Aria di crisi, previsioni negative
Che ci sia aria di crisi lo testimonierebbe persino il mercato immobiliare americano, là dove originò la crisi finanziaria mondiale scaturita dai mutui subprime nel 2008. I prezzi di compravendita sono risultati ad agosto leggermente inferiori a quelli richiesti dai proprietari (99,8%) e, soprattutto, l’indice Case-Shiller ha registrato una decelerazione nel tasso di crescita dei prezzi delle abitazioni. Essa sarebbe stata la più marcata di sempre. Inoltre, per la prima volta dal 2000 i tassi sui mutui a 30 anni hanno superato il 7%, ai massimi dal 2000. Adesso, un americano spenderebbe più della metà del suo reddito medio per pagare la rata del mutuo e quasi il doppio di appena due anni fa.

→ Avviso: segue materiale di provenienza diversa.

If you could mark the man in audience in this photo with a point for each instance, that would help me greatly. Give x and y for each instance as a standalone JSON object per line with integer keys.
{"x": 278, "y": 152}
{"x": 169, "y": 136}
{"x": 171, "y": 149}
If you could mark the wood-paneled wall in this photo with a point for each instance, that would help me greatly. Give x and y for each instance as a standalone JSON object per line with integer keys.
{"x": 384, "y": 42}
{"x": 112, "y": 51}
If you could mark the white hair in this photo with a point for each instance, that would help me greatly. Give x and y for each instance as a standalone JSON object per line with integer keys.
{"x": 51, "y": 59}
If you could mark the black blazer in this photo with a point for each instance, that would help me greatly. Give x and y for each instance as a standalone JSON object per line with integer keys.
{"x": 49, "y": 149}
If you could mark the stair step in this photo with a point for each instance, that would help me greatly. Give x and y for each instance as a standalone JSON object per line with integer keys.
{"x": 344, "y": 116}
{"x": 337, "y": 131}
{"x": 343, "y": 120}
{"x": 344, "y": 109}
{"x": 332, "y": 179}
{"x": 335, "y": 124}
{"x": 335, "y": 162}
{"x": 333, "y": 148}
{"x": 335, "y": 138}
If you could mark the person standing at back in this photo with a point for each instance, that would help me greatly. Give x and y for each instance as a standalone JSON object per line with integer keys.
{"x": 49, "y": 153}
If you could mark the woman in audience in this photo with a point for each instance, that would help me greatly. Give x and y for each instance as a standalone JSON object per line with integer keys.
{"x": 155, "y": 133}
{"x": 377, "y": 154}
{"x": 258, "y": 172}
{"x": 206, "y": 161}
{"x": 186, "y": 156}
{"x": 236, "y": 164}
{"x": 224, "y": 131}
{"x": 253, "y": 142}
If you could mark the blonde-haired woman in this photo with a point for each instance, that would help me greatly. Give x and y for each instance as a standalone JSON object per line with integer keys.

In sostanza, il mix tra inflazione e tassi in aumento colpisce il mercato immobiliare, indebolendone la domanda e, di conseguenza, i prezzi. Ciò porterebbe nei mesi a una battuta di arresto sul piano delle compravendite, visto che, con prezzi già molto bassi in Italia, le offerte dei potenziali acquirenti saranno ritenute inaccettabili dai proprietari. I tempi per la conclusione dei contratti si allungheranno, mentre gli inquilini subiranno i rincari. C’è da scommettere che non saranno pochi i proprietari che rinunceranno alla cedolare secca per poter adeguare il canone di locazione all’inflazione ISTAT. La tassazione fissa rischia, infatti, di non compensare più i mancati aumenti lungo la durata del contratto.